Elbette ülkemizde bu meczup iddiayı desteklercesine neredeyse durmaksızın bir şeyler yaşanıyor; kötülükler üstümüze boca edilip duruyor. Narin’in sadece sekiz yıl süren öyküsünde olduğu gibi!
Ama yaşanan karanlığı, yersiz-yurtsuzluk duygusunu meşru kılan gerekçe olarak kabul edersek, bu ülkenin kanlı aşiretlere, kopkoyu tarikatlara ait olduğunu kabullenmiş olmaz mıyız? Kötülüğe duyulan öfke, kötülüğün hak edilmiş bir kader olduğunu söylemeye varmıyor mu?
* * *
Ama şimdilik benim önemsediğim nokta, söz konusu sosyal medya mesajına Anadolulu bir büyük yazarın karıştırılmış olması.

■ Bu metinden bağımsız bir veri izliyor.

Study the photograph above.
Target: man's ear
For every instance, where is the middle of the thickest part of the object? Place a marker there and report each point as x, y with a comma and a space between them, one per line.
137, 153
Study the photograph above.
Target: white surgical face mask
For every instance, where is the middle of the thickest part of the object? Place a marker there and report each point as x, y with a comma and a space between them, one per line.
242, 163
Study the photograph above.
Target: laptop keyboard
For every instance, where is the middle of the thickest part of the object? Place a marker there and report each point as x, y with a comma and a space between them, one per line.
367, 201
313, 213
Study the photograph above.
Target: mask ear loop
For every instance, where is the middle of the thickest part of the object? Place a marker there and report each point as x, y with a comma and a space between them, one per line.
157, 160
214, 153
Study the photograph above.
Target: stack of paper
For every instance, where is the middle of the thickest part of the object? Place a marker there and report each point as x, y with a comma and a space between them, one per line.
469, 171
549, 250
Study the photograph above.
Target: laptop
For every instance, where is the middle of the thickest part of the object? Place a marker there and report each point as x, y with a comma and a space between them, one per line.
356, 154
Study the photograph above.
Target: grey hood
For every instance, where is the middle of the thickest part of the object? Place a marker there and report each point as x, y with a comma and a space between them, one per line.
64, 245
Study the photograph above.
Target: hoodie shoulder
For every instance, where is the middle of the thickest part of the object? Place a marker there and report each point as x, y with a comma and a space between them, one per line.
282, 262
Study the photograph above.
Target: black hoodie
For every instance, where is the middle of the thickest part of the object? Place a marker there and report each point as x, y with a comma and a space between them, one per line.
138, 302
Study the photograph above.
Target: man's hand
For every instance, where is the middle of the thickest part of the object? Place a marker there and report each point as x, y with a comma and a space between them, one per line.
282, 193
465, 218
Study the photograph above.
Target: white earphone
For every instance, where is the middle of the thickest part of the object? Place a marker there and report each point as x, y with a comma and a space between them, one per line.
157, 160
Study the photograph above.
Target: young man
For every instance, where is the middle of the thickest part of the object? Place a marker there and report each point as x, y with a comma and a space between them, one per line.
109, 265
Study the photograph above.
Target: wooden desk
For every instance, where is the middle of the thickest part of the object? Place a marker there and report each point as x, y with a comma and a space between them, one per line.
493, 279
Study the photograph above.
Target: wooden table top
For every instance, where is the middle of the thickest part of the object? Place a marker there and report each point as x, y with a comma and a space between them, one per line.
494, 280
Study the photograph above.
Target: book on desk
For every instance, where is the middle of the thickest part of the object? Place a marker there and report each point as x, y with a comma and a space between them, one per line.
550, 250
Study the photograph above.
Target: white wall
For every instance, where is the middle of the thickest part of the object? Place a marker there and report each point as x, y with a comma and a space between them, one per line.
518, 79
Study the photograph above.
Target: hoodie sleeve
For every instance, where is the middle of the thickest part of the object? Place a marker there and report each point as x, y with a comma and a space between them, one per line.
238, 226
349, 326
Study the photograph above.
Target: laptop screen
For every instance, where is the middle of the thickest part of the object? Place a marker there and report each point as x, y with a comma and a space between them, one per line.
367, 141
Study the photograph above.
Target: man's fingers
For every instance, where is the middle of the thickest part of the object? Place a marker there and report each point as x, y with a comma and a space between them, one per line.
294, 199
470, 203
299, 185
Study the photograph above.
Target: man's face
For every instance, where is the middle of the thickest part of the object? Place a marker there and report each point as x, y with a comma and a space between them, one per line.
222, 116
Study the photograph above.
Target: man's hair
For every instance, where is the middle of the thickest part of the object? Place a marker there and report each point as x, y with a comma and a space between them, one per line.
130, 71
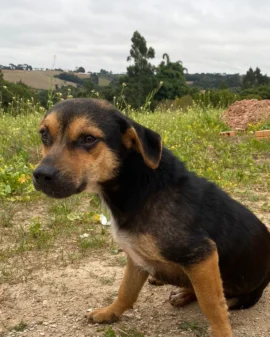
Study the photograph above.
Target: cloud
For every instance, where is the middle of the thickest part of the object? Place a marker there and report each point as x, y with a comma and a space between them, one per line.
206, 36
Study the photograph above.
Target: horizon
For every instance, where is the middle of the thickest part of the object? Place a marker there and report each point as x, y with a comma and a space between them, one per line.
208, 37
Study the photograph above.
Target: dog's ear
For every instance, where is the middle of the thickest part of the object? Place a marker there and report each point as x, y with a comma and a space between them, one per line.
143, 140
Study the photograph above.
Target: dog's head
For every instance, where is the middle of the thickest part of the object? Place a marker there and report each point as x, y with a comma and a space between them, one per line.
84, 144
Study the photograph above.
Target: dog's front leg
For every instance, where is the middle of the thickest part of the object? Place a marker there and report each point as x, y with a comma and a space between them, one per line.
206, 281
131, 285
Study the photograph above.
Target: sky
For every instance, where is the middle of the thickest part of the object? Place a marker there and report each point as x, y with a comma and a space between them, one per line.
207, 36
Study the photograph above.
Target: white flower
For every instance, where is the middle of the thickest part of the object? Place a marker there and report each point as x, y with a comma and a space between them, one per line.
84, 236
103, 220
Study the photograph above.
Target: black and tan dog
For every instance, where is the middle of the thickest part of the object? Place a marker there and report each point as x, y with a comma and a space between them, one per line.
173, 225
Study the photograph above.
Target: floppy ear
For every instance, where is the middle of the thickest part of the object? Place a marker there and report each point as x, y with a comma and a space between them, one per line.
143, 140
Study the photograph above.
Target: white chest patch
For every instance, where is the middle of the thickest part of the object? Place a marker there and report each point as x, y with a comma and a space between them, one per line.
127, 243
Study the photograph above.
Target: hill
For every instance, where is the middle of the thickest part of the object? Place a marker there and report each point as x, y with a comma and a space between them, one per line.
37, 79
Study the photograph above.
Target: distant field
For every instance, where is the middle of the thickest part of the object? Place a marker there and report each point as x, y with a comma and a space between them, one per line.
36, 79
103, 82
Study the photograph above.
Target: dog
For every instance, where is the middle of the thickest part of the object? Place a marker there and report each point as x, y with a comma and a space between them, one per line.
173, 225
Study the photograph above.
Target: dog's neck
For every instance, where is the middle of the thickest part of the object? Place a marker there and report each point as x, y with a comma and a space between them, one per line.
136, 184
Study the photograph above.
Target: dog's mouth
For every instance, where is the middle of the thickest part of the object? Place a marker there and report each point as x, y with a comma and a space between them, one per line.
56, 186
59, 191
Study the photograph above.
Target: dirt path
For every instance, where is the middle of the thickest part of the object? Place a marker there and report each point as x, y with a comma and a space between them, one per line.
53, 303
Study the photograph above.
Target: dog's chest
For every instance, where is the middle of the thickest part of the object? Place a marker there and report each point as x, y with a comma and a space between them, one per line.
128, 244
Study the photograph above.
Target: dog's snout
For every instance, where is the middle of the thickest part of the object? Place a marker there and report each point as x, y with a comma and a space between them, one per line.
45, 174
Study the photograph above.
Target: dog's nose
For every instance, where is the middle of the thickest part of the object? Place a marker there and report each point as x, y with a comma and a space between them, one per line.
45, 174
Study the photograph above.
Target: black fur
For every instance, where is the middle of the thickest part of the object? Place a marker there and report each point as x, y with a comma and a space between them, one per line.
181, 210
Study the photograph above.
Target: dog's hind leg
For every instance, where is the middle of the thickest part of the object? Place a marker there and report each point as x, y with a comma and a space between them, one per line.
181, 297
131, 285
155, 282
207, 284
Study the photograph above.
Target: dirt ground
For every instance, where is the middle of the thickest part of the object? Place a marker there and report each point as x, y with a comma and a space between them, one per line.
241, 113
53, 303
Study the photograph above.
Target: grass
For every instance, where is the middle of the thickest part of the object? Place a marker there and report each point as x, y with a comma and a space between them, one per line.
37, 79
32, 224
195, 328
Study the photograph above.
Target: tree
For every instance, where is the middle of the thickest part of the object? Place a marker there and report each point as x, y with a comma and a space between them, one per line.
79, 70
254, 78
140, 77
172, 76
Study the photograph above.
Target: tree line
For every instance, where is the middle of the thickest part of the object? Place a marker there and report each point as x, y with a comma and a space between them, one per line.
169, 82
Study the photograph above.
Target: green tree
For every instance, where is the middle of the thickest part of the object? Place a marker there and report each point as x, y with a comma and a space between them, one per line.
140, 77
79, 70
254, 78
172, 76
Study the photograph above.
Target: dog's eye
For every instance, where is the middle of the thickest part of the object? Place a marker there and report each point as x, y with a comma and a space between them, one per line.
44, 135
89, 139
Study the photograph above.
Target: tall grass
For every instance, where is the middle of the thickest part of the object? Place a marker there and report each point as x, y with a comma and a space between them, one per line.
193, 136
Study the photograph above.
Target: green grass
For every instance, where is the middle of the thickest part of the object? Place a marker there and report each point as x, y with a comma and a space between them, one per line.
197, 329
31, 223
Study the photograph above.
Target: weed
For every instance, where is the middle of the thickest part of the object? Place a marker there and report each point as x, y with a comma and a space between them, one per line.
198, 330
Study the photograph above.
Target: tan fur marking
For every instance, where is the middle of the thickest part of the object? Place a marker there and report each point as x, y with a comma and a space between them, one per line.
99, 165
206, 280
82, 125
131, 285
51, 123
131, 139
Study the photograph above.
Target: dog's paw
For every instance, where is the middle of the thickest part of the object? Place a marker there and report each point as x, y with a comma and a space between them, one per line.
155, 282
181, 297
102, 315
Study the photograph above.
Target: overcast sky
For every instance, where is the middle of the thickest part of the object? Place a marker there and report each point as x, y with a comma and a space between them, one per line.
207, 36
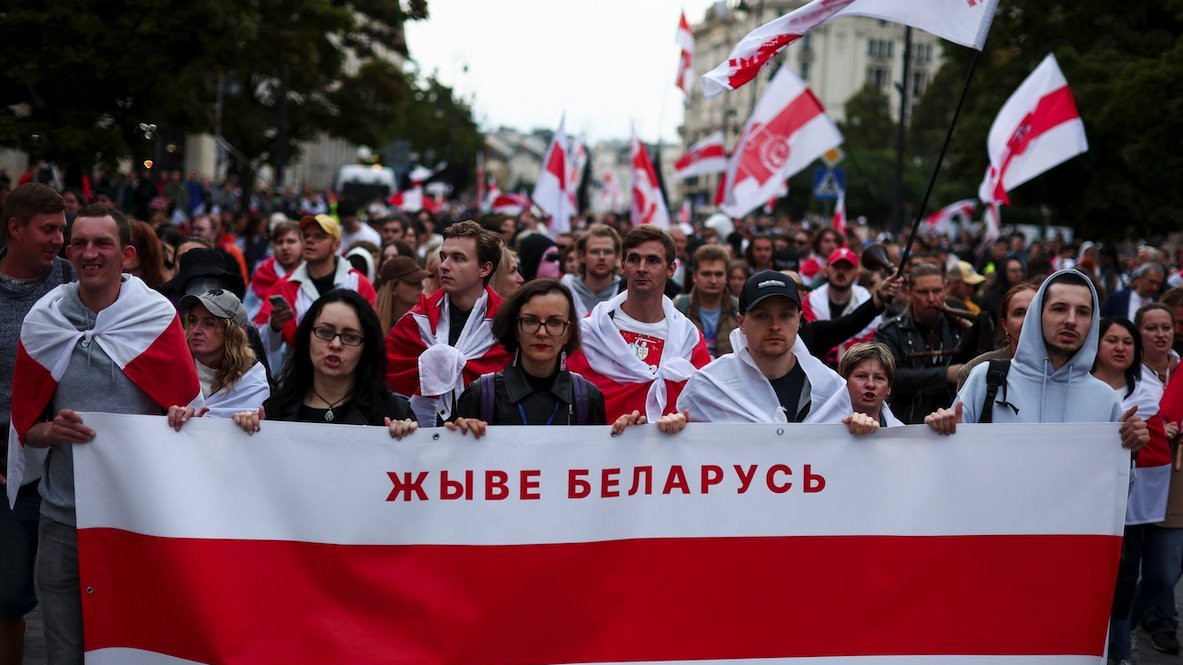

Nişanyan’ın eşinin “Dido Sotiriyu adına utandım. Bari fotoğrafını ters döndürseydiniz” yorumundan, kahvaltı yapılan alanda Şirinceli büyük yazarın bir resminin asılı olduğunu da anlamış bulunuyoruz.
O halde söylemeliyim: 30 Ağustos’un kutlanışını Sotiriyu’nun görmemesi gerektiği, uyduruk mu uyduruk bir sosyal medya aforizmasıdır.
Benden Selam Söyle Anadolu’ya yersiz-yurtsuzluğa meze edilemez. Tersine bir kök salma çağrısıdır. Çağrıdan fazlası, kök salmanın ve geleceğe uzanmanın biricik yolunu anlatır.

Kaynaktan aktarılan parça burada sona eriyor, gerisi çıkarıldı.